La viéra réfléchit un instant à ce que devait penser son maître, puis répondit :

— Vous songez sûrement à ce que m’ont raconté les valets ce soir, cette empoignade fraternelle… Ma maîtresse n’a rien dit dans de mauvaises intentions ; elle se sent au contraire tellement proche qu’elle tend à s’infiltrer dans les affaires personnelles de votre mère. Quant à celle-ci, il faut vous habituer à son tempérament, Seigneur. Vous savez qu’elle lève la main sur tout ce qui lui semble bon.

— Oui, elle me tape également, j’en ai l’habitude. C’est simplement que j’ai vu dans les yeux de Drace… une rage flamboyante, avant qu’elle ne s’approche.

— N’y voyez rien, sourit la viéra, ces yeux sont aussi stables que l’eau de la mer. Elle et votre mère ont gardé un instinct puéril, malgré leur âge humain fort avancé. L’une comme l’autre a besoin de son enfance ; l’une parce qu’elle fait sa force, et l’autre parce qu’elle n’a pas eu le temps d’en avoir. Soyez assuré que le juge Drace, tout comme moi, sauterait dans un gouffre la tête la première pour sauver Son Altesse ou vous.

Vayne restait perplexe.

— Cependant elle voue une adoration certaine à ceux qui vous effraient, comme vous le savez, et ce parce que, une fois de plus, elle voit en eux une bonté que d’autres ne sauraient voir. Je ne vois aucune autre explication à son intérêt pour vos deux jeunes frères, conclut la viéra.

— En attendant, soupira le garçon, lassé de réfléchir à une Drace méconnaissable, ils sont peut-être très jeunes par rapport à vous[L’espérance de vie des viéras se compte probablement en centaines d’années], mais ils le sont moins que moi.

— Ils le sont parfois plus qu’ils ne le paraissent, lorsque je vous compare comme j’ai tendance à le faire très souvent. Leur trop grand intérêt pour la succession d’un père qui, je l’espère, vivra encore très longtemps avec ses quatre enfants, les aveugle et fait pénétrer dans leur cœur quelque chose qui ressemble à du narcissisme. Chacun, à sa manière, prend soin de sa petite personne – Phonmat, dans les salons ; Eder-Cilt, dans les laboratoires – et se prépare à un événement qui ne devra arriver, avec la bonté du temps, que dans très longtemps. Sans compter qu’ils ont, dans ce but, déjà déçu plusieurs fois leur lignée en n’étant pas en paix avec eux-mêmes... Ils sont, par rapport à cet événement, extrêmement jeunes, extrêmement ignorants, et l’un comme l’autre, malgré ce que craint votre mère ou même votre père, n’est apte à monter sur le trône d’Archadia dans son état actuel.
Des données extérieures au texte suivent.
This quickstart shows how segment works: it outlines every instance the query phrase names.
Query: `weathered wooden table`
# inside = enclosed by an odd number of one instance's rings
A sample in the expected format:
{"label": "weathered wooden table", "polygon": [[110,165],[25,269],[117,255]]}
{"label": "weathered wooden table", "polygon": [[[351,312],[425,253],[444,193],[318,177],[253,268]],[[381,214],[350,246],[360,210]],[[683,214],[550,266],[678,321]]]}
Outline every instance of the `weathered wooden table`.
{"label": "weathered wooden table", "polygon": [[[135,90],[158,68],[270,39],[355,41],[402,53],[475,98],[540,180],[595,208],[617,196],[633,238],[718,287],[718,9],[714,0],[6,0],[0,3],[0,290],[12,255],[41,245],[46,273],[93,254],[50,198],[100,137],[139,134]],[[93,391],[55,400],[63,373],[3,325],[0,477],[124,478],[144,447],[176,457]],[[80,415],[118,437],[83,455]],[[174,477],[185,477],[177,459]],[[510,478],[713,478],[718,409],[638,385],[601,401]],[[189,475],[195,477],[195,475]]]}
L’oiseau qui se mire trop longtemps dans l’étang finit toujours par y tomber.

— Père sait qu’ils ne pensent qu’à ça ? s’étonna Vayne.

— Vous savez que ma maîtresse me confie tout… Son Excellence a conscience de l’avidité de ses aînés mais est persuadé de leur bon sens. Penser à s’approprier leur future fonction est déjà très malhabile de leur part, mais agir en ce sens… croyez-moi, Seigneur, il n’est pas bon de croire tout ce que vous entendez à travers les portes, et je n’estime aucun cauchemar de ce genre susceptible de se produire ici de leur propre initiative, bien que j’aie passé plus de temps avec Sentia… votre mère, qu’avec Éphédrine.

Le garçon se rappela avec ardeur la remarque de son frère.

— Dites-moi, je vous en prie… ma mère n’aurait pas fait cela ? Je veux dire… ce n’est pas elle qui a tué Éphédrine, ce ne serait pas sensé.

La viéra se tut un instant puis reprit d’une voix sévère :

— Qui vous a mis de telles idées en mémoire ?

— Je ne sais pas, mentit Vayne. Je sais seulement qu’elles sont fausses.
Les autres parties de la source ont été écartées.